Стоя на подлесках, Тоня Бойцова шпаклевала откос окна. Она работала споро, как и все ее подруги, как любой человек, причастный к этой стройке. Шпаклевка ложилась ровно, и поверхность, только что такая шершавая, становилась матово-гладкой, словно теплела, ее хотелось погладить рукой. Радуясь этому, Тоня оглянулась на Марику и удивилась, что та, опустив мастерок, печально уставилась в небо.

— Что с тобой, Марика? — окликнула Тоня подругу.

— Ничего. Вечереет. Тучи, кумулюс нимбус, мы в институте учили, дождевые. Дождь будет, осень уже, птичий перелет. Улететь бы и мне.

— Романтика?

— Да. Сюда романтика тянула и отсюда тянет…

Марика принялась за работу. Тоже невеличка, только чуть покрупнее Тони, тоже в комбинезоне. А волосы у нее другие: выбилась светлая-светлая прядь.

Смешная эта Марика, неприкаянная какая-то, все ей не по нраву. И чем только она так нравится парням? Разве что разговором, начитанностью? А так — ничего особенного. Брови у нее, правда, черные, не то что у Тони. Зато губы даже толстоваты…

Тонины руки привычно, как бы сами собой выполняли давно знакомую работу. Быстро надвигающиеся сумерки осторожно закрывали, прятали внешний мир; шум работающих станков в цехах КВЦ, пока что малолюдных во вторую смену, становился тише, и можно было думать о своем, сокровенном — о сыне, Сережке, который еще не родился, но уже вмешивается в ее, Тонины, дела, капризничает! По утрам стало так трудно вставать, Сережка хочет есть, а ждать не умеет, Тоне становилось от этого плохо. Правда, Леонид додумался, как помочь горю: утром он вскакивает первым и тащит жене кусок хлеба с маслом, яблоко, стакан молока — словом, что под руку попадется, благо в их будочке и стол, и кровать, все рядом. И от такой заботы главы семейства о них обоих Тоне становилось тепло-тепло…

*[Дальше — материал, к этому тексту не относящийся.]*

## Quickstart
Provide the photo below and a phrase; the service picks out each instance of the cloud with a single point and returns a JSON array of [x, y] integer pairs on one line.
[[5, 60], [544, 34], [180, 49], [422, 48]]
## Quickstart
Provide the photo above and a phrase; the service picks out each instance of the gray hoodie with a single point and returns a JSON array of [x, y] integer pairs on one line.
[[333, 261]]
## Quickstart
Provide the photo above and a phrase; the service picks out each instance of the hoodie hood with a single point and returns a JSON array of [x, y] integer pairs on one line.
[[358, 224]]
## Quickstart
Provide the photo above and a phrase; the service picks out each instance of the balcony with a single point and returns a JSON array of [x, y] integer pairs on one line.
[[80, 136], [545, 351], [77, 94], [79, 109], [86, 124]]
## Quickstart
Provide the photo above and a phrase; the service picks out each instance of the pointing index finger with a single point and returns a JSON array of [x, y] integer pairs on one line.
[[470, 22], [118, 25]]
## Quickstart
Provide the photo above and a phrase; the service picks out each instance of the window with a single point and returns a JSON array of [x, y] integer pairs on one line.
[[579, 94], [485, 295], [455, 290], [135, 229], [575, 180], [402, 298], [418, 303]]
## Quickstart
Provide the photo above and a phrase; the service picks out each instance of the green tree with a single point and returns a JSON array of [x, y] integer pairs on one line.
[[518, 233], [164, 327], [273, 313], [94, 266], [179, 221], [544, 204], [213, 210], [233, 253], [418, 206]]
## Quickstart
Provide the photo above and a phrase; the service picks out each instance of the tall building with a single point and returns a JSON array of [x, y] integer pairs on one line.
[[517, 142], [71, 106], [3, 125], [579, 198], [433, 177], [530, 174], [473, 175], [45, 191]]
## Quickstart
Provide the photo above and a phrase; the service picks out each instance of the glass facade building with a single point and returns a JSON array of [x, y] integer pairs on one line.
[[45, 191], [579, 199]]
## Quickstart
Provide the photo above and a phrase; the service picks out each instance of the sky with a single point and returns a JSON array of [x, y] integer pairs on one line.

Она и сама заботилась о Сережке, правда, почти бессознательно. Быстрая, даже чуть пританцовывающая походка вдруг сменилась осторожной, плавной, а в автобусе, где раньше Тоня протискивалась в любой давке, теперь она искала место в сторонке, а то и вообще дожидалась машины посвободней. Сергей отрицательно относился к переездам: в дороге Тоне становилось настолько не по себе, что в конце пути, когда машина проезжала мимо длинного-длинного, почти двухкилометрового главного корпуса, порой хотелось остановить ее и выбежать на волю.

Конечно, втроем трудно будет в их жилье. Но до этого далеко, так далеко, что, может, они еще комнату успеют получить. И подсчитывая, как долго все это протянется, она чуть слышно шептала: октябрь, ноябрь, декабрь… И загибала пальцы на левой руке, правой продолжая усердно орудовать мастерком.

Полюбовалась законченной работой. Тут еще будет много дела: откос подсохнет и станет пестрым от шпаклевки, его придется обрабатывать шкуркой, снова шпаклевать, грунтовать, красить. И все-таки она, опытный мастер, уже угадывала, какими красивыми скоро станут эти окна. Тоня любила свою работу, прихорашивающую все сделанное другими. Пускай ее Леонид гордится стальными конструкциями, которые он поднимает, все равно последнее слово за нею, Тоней. И все так нетерпеливо ждут, когда она сделает последний мазок!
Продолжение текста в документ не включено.